A Coral employee found a glitch in the company’s computer system that allowed him to place bets after events had finished.
In a scene straight out of “Back To The Future”, the member of staff managed to win more than £40,000 ($50,821) by using the scam.
Time-travel method
Gavin Thompson, who worked at Coral’s shops in Scotland’s Dundee and Forfar, found a malfunction in the company’s computer system that allowed players to place bets after results were known.
Thompson used the scheme to amass £40,300 over a period of less than three months. During a preliminary hearing, it became apparent that he had been earning up to £1,000 ($1,270) per shift using the method he had discovered.
The ex-employee gave his friends money to place bets on fixtures that had already concluded, and the scam ran for a three-month period between October 2015 until January 2016.

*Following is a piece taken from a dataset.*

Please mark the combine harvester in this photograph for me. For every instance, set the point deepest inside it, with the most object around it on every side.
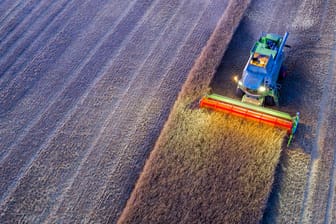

Thompson pleaded guilty to two charges of fraud as a result. He was released on bail and sentencing has been delayed by Dundee Sherriff Court until September 2018 while a social work background report is carried out.
Internal investigations at Coral
According to fiscal depute, Saima Rasheed, Mr Thompson discovered the glitch in Coral’s computer system in the summer of 2015.
She said: “He began to ask customers and friends to place bets in the Dundee and Forfar stores on his behalf and he would provide them with stake money.
“In January 2016 a regional risk assessor with Coral carried out an audit of payout made at the Forfar branch. It was discovered there was a problem with the computer system which allowed bets to be retrospectively placed for events that have passed, by changing the sport type when inputting the bet on to the system.”
The assessor who was conducting the audit at the branch then discovered a total of 64 bets that had been placed using the glitch, all of which had been processed by Mr Thompson.
A further 55 bets had been placed using the same fault at the Dundee branch, with a loss there totaling £22,800 ($28,968). The loss at the Forfar branch amounted to £17,500 ($22,234).
History of problem gambling
The formal Coral staff member was suspended by the company back in January of 2016 following the investigation and was later questioned by police. The court heard that Thompson had in fact been facing issues with a gambling addiction, that started around the time of the birth of his daughter.
According to Ms Rasheed, Thompson said he “didn’t realize it had got so bad”.
“He stated there was a glitch and he was going through a bad period of gambling and found it an easy way to get money back.”
The court heard he spent all the money he obtained in gambling machines and casinos. When informed that he was sometimes going away with around £1,000 per shift, Thompson explained he found the flaw and saw it as a way to make back some of the money he had lost to his addiction.
Thompson said when he found the glitch he used it to his advantage, and when asked why he involved customers, he said it was to cover his tracks.
The fiscal depute told the court that the defendant had confessed to finding the glitch, using it to his advantage and admitted involving some Coral customers in the scam.